ESPERTO CNR: AREA INQUINATA GRANDE COME BACINO PO
”Il buco emette 200.000 litri di greggio al giorno e ha contaminato 70.000 chilometri quadrati, un’area grande quanto il bacino del Po. Il Medio Adriatico è pari a 130.000 chilometri quadrati, è l’estensione che fa spavento”. Il paragone del dottor Romano Pagnotta, dirigente dell’Istituto di Ricerca delle acque del Cnr, dà un’idea immediatamente comprensibile della vastità della marea nera che lambisce le coste orientali degli Stati Uniti, della Louisiana in particolare. ”Quando affonda una petroliera – prosegue Pagnotta – tira fuori quello che ha dentro. Ricordo che quando ci fu il disastro della Haven, nel golfo di Genova, nell’aprile 1991, la petroliera conteneva circa 140.000 tonnellate di greggio e prese fuoco. E’ stato calcolato che una percentuale di circa il 30% di greggio se ne andò con la combustione, che la dissolse. Qui invece la domanda è: quanto durerà questa fuoruscita?”.

 

GREENPEACE; TROPPE TRIVELLE, RISCHIO MEDITERRANEO. SOS PER ADRIATICO E TREMITI
Dopo la Louisiana, ora ”anche il Mediterraneo è a rischio” marea nera in seguito alle troppe autorizzazioni per trivellazioni per l’estrazione di petrolio, soprattutto nell’Adriatico e ora anche a largo delle isole Tremiti. Questa la denuncia di Alessandro Giannì, direttore delle campagne di Greenpeace. ”Non basta l’ultima tragedia in Louisiana – spiega Giannì – decenni di maree nere non ci hanno insegnato niente: in Italia, il governo continua a rilasciare autorizzazioni a valanga, soprattutto in Adriatico e, da ultimo, anche al largo delle isole Tremiti”. Secondo Giannì ”ormai è tempo di dedicarsi davvero alle energie rinnovabili e all’efficienza energetica.

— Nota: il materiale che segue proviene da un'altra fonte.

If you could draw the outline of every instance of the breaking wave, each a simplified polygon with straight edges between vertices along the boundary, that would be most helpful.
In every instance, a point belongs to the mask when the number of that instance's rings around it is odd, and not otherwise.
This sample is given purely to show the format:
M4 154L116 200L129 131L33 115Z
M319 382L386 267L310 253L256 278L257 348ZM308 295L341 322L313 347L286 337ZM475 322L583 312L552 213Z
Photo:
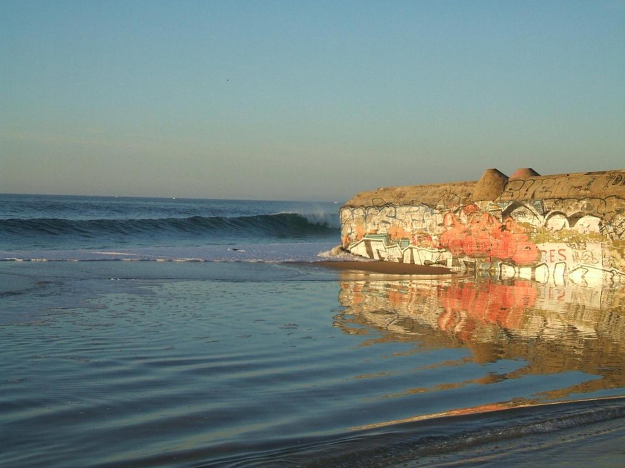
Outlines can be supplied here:
M11 218L0 220L0 239L7 236L188 235L224 233L270 237L334 235L338 215L279 213L238 217L192 216L157 219Z

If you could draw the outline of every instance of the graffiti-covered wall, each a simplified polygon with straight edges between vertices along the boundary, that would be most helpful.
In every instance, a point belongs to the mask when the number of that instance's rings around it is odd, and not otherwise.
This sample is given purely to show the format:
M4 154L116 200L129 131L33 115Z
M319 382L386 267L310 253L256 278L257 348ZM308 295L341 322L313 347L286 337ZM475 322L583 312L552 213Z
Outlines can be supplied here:
M376 260L541 283L625 282L625 171L362 192L341 209L343 247Z

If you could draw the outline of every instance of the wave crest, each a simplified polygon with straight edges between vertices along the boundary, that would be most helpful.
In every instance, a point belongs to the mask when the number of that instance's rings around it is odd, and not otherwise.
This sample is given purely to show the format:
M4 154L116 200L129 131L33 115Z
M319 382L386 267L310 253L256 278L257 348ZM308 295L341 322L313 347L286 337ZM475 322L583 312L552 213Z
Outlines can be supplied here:
M102 235L145 234L224 234L303 237L335 234L336 220L328 215L280 213L238 217L192 216L156 219L11 218L0 220L0 238L4 236L76 236L95 238Z

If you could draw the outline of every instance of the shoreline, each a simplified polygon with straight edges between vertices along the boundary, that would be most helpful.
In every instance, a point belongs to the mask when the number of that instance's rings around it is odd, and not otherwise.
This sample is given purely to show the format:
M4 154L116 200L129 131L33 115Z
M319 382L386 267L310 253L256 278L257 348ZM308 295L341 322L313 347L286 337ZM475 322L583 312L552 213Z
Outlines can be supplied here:
M414 265L414 263L400 263L395 261L358 261L348 260L346 261L314 261L313 265L326 266L335 270L357 270L369 273L383 273L384 275L455 275L449 268L444 266L430 266L426 265Z

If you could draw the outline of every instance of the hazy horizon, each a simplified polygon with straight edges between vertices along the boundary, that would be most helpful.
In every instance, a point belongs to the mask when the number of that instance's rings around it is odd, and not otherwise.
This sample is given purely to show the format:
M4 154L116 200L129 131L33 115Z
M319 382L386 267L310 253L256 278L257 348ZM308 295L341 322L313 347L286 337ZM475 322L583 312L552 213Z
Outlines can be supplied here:
M0 192L342 202L623 167L621 1L0 13Z

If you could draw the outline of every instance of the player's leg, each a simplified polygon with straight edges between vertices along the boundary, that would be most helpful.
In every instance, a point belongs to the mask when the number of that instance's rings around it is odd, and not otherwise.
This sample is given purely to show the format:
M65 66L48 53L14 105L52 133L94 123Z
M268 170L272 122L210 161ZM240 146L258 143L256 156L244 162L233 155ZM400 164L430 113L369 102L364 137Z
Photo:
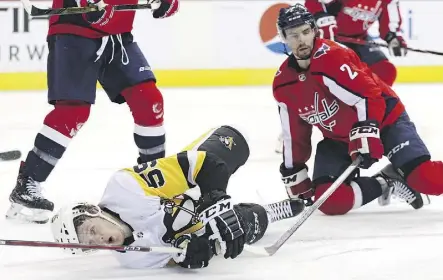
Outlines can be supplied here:
M48 100L54 108L43 121L34 147L22 162L17 184L10 195L8 218L23 218L23 207L33 209L28 220L46 222L45 212L54 204L41 195L44 182L62 158L69 142L87 121L95 91L99 62L94 63L97 40L71 35L51 36L48 41Z
M384 129L381 137L386 156L408 186L422 194L443 194L443 163L431 161L426 145L406 113Z
M206 132L183 150L206 151L215 154L234 174L249 157L249 145L245 137L234 127L223 125Z
M371 38L367 38L371 40ZM394 64L388 60L383 51L378 46L346 44L353 49L360 59L365 62L377 76L392 86L397 78L397 69Z
M246 235L246 244L260 240L268 225L283 219L297 216L305 208L301 200L283 200L280 202L260 205L240 203L234 205L240 224Z
M324 139L317 145L313 184L318 199L351 164L348 145L332 139ZM358 170L357 170L358 171ZM383 193L383 186L376 178L360 177L354 172L319 208L327 215L343 215L352 209L373 201Z
M154 73L132 35L113 36L116 51L99 81L115 103L128 104L134 118L134 141L139 149L138 162L165 156L163 96ZM128 63L127 63L128 62Z

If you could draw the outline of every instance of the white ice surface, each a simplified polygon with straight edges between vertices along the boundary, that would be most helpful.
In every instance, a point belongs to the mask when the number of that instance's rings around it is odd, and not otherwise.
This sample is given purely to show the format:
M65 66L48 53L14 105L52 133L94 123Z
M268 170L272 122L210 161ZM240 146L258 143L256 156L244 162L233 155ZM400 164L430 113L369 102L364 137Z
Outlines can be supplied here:
M443 86L398 85L396 89L433 158L442 159ZM279 120L270 88L162 91L168 154L212 126L234 125L248 135L251 156L231 179L229 193L245 202L285 198L278 172L280 156L274 153ZM98 95L88 123L44 184L56 208L74 200L97 201L112 172L132 166L137 157L129 110L108 102L103 92ZM51 106L44 92L7 92L0 99L1 150L18 148L25 158ZM314 147L319 139L315 132ZM47 225L17 224L3 218L18 163L0 163L0 239L52 241ZM76 257L59 249L3 246L0 279L443 279L442 216L443 200L438 197L419 211L401 203L382 208L374 202L340 217L315 213L273 257L245 253L235 260L215 259L210 267L192 271L123 269L106 252ZM291 223L270 225L257 245L270 244Z

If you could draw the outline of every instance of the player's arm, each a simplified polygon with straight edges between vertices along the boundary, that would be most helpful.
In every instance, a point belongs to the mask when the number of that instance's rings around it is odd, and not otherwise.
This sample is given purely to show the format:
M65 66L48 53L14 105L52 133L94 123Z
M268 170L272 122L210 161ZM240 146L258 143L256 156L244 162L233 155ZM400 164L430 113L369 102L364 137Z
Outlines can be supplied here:
M283 133L283 163L280 173L286 192L291 199L310 199L312 182L306 162L311 156L312 126L303 121L297 112L285 103L284 88L274 86Z
M399 0L384 0L379 16L380 37L388 43L389 52L394 56L406 55L406 41L401 30L402 18Z
M349 133L349 154L353 159L364 157L361 164L369 168L383 156L379 126L386 113L386 101L382 87L373 78L373 73L358 56L343 47L334 49L323 57L323 83L329 91L348 106L355 108L357 122Z

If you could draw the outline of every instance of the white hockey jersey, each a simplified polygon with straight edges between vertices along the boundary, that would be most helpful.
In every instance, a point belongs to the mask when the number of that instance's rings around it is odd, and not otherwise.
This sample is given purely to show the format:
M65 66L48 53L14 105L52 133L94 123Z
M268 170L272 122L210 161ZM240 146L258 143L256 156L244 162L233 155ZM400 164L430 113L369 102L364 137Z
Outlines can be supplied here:
M164 201L172 200L195 212L197 202L185 193L195 190L193 187L205 157L203 151L182 152L122 169L110 178L99 203L100 208L118 215L134 234L142 235L141 239L125 245L171 246L169 242L181 234L203 233L202 223L193 219L193 215L175 207L166 207ZM131 268L164 267L172 259L172 254L152 252L114 254L122 266Z

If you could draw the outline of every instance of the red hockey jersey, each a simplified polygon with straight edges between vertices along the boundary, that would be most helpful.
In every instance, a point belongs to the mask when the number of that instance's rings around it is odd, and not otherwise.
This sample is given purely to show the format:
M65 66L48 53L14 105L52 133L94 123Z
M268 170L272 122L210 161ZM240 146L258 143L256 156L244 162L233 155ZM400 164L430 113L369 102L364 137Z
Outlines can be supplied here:
M137 4L138 0L104 0L109 5ZM80 0L53 0L53 8L78 7ZM109 23L101 28L91 25L78 15L52 16L49 20L48 35L74 34L88 38L101 38L111 34L131 32L134 23L135 11L121 11L114 13Z
M366 37L369 27L379 21L380 37L391 31L401 32L402 23L398 0L306 0L306 8L317 18L321 14L334 15L337 34L347 37Z
M300 69L290 56L273 83L283 128L286 168L305 163L311 155L312 126L325 138L349 142L358 121L376 120L380 129L404 112L395 92L347 47L317 38L311 65Z

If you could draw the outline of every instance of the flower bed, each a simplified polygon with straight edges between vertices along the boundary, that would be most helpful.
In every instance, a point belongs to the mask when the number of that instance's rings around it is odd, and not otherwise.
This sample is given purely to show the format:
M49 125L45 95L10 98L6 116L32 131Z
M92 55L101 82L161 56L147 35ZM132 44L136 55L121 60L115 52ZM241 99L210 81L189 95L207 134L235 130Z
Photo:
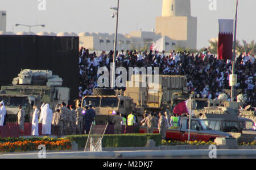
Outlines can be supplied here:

Così, invece di uccidere i lavoratori, potremo creare migliaia di posti di lavoro e raggiungere una maggiore indipendenza energetica”. L’unica soluzione, conclude il direttore delle campagne dell’associazione, è ”smetterla con le esplorazioni offshore e avviare una decisa rivoluzione energetica per liberarci dalla schiavitù del petrolio e dai pericoli del trasporto degli idrocarburi”.